Vancomycin-resistant Enterococcus (VRE) is a major healthcare-associated pathogen and a well known complication among transplant and immunocompromised patients. We report on stool VRE clearance in a post hoc analysis of the Phase 2 PUNCH CD study assessing a microbiota-based drug for recurrent Clostridium difficile infection (CDI).
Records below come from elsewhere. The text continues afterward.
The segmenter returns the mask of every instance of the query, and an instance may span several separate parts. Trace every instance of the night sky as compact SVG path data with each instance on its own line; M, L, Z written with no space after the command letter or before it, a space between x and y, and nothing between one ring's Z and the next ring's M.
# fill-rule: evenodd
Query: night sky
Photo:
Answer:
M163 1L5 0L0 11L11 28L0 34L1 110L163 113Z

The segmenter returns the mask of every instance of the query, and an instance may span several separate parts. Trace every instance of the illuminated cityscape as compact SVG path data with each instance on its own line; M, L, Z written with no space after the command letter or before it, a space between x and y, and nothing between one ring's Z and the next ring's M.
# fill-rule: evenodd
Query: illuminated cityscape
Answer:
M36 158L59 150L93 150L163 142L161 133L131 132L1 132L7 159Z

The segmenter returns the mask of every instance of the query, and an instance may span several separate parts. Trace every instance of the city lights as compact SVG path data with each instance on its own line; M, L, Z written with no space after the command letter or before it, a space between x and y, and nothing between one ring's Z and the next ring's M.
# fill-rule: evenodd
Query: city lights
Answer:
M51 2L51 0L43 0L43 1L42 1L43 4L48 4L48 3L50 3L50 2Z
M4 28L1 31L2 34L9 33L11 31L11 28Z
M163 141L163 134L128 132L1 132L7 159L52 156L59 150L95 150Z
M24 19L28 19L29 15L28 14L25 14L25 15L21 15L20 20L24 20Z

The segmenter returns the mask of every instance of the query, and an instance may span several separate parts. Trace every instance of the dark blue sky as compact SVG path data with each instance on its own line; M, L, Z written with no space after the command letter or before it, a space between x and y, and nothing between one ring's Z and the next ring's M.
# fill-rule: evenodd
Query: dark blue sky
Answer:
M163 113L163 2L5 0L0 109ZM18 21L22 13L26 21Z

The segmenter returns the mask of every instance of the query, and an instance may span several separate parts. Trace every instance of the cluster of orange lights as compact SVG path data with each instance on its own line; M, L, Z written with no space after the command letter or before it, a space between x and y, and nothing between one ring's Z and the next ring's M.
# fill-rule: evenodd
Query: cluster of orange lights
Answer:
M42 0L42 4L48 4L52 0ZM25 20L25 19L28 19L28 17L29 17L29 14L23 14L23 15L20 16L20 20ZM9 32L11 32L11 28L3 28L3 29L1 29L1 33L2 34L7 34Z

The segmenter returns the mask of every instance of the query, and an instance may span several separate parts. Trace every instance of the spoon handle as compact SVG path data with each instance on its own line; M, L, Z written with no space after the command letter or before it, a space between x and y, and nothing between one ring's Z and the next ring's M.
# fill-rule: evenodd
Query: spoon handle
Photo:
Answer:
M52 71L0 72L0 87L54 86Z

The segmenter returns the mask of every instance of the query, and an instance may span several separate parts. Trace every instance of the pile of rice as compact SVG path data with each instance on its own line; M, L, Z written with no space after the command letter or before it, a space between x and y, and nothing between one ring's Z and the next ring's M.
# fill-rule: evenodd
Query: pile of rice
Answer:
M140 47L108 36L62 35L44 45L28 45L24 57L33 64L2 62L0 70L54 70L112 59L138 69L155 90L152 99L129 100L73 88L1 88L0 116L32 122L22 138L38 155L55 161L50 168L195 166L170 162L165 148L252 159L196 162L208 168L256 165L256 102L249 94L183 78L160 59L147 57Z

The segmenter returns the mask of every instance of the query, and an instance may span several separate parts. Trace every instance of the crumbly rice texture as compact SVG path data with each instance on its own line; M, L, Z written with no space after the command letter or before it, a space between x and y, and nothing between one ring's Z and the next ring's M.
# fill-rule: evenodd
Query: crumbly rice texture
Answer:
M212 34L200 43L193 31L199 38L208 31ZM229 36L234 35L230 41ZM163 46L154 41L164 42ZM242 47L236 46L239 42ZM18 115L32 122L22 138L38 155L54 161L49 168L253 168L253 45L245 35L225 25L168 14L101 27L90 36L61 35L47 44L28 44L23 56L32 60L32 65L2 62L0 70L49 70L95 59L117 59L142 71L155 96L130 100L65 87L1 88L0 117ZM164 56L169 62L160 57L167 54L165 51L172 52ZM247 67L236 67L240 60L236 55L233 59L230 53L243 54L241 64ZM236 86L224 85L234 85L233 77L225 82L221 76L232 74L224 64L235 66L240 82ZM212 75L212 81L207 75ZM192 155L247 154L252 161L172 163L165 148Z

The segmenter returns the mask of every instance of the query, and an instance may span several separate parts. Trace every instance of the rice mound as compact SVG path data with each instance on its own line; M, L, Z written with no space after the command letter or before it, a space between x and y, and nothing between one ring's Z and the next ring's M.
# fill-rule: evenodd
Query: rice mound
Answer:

A total of 34 patients enrolled in the PUNCH CD study received 1 or 2 doses of RBX2660 (microbiota suspension). Patients were requested to voluntarily submit stool samples at baseline and at 7, 30, and 60 days and 6 months after the last administration of RBX2660. Stool samples were tested for VRE using bile esculin azide agar with 6 µg/mL vancomycin and Gram staining. Vancomycin resistance was confirmed by Etest.


VRE status (at least 1 test result) was available for 30 patients. All stool samples for 19 patients (63.3%, mean age 61.7 years, 68% female) tested VRE negative. Eleven patients (36.7%, mean age 75.5 years, 64% female) were VRE positive at the first test (baseline or 7-day follow-up). Of these patients, 72.7%, n = 8 converted to negative as of the last available follow-up (30 or 60 days or 6 months). Of the other 3: 1 died (follow-up data not available); 1 patient remained positive at all follow-ups; 1 patient retested positive at 6 months with negative tests during the interim.


Although based on a small sample size, this secondary analysis demonstrated the possibility of successfully converting a high percentage of VRE-positive patients to negative in a recurrent CDI population with RBX2660.

Clinical Trials Registration: NCT01925417.
Keywords: Clostridium difficile, microbiota-based drug, RBX2660, vancomycin-resistant, Enterococcus, VRE.